Not all was bad though. I found myself appreciative of the score, making your adventure a bit more audible with sullen, yet hopeful tracks that come off as almost endearing in a way. The building mechanics Rich mentions are, in my opinion, the star of the show. Where the shooting should have maybe held more of the weight in being a showcase feature, it is regrettably forgettable. This management and team-building system, however, stands out in a way that I would like to see more of. The team and resource management, with various difficulty sliders, allows you to enjoy this challenge with a certain level of control. Even the upgrade system is quite cool, as you physically take part in an activity related to what you are improving. Like performing a stealth takedown on your comrade in a training field to reduce the sounds of your movement permanently. I thought this was a neat take on the survival aspects.

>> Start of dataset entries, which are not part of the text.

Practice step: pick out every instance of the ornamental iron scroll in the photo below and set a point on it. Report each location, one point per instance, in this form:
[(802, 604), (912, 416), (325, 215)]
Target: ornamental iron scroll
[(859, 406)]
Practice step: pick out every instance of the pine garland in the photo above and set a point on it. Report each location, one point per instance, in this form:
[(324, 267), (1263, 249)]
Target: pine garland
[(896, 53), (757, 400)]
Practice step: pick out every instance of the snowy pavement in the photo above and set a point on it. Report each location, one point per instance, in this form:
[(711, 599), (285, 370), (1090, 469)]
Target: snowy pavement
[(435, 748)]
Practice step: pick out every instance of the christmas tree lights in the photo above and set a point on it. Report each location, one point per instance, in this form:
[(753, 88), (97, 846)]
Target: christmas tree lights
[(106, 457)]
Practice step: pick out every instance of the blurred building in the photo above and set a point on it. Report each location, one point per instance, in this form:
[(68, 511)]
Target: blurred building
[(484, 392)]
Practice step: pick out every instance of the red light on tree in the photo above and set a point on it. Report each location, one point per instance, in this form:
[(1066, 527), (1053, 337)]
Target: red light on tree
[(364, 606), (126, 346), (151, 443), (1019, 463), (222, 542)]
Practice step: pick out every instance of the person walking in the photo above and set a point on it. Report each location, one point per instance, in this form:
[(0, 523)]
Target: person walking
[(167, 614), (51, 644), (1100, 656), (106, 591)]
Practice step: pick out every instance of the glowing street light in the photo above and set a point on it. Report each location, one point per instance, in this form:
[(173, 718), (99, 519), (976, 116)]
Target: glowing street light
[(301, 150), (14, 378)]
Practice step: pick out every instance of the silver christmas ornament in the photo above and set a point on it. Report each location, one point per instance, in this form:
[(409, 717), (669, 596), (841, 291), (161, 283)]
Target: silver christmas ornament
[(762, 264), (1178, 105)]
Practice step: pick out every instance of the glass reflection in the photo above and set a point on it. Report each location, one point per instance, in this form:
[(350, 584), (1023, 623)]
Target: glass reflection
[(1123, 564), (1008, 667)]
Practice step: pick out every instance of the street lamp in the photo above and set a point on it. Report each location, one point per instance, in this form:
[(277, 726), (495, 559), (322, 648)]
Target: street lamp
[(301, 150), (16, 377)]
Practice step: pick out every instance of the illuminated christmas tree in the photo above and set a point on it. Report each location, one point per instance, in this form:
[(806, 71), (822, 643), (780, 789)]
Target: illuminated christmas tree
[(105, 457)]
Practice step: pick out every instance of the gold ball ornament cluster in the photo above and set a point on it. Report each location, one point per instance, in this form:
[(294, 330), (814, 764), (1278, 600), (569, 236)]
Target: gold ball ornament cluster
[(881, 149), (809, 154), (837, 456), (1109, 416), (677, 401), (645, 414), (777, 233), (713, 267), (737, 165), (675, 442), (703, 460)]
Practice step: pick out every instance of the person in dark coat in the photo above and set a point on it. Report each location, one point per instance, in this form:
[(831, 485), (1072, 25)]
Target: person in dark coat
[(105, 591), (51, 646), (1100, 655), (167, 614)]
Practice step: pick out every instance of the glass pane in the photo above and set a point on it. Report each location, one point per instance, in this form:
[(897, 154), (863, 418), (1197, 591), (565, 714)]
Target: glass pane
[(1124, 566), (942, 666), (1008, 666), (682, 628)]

Post Next-Gen Update, things do look much better. The lighting has the most noticeable improvement, reducing that muddling I mentioned earlier. The environments overall have been tidied up, and the frame rates no longer make me feel sick, with performance mode being silky smooth in comparison to the last-gen version. Unfortunately, my patch came with some hindrances that made the back half of my review process unenjoyable. For one, there were sections where I’d be met with a game crashing bug as soon as an enemy shot at me. My stealth was solid in this game, but not THAT solid. I also got stuck in that log I previously mentioned, which I had not had an issue with prior. Lastly, it could be an issue that was around prior that had just not come up, but I had a problem with an auto-save feature concerning combat. My problem was that it didn’t truly recognize when a fight was already had. I reloaded an autosave in several instances in the same area where I had already killed the enemies, and the save would load me quite literally in front of them so that stealth was no longer an option. These saves were coming AFTER combat, but loading with enemies still present. Lastly, and I want to make it clear that all these issues happened on my first full in-game day post update, I had an issue where I was told by a goal character to leave and he would come to find me. The waypoint stayed on his location that I had just left, so I figured it was safe to teleport back to my base and press on. When arriving back at the base, lo and behold, MISSION FAILED popped up on my status for Igor. It took me probably 10 different attempts loading various saves, replaying portions of a map due to crashing, and a building frustration with the “improved” version of the game, just to fail the mission for that day. After that, it was hard to find myself wanting to get invested again.
Chernobylite really does feel like a lite version of what it aims to be. Lots of the aspects and attempts make sense, and could pay off if polished, but as a whole, I think the console market will remain limited due to its shortcomings. Even with patches to fix some of the new bugs that come with the territory, some players still may find that there is something the game is just missing to make it feel cohesive and memorable, and they may need more than a Geiger counter to find out where that missing piece is.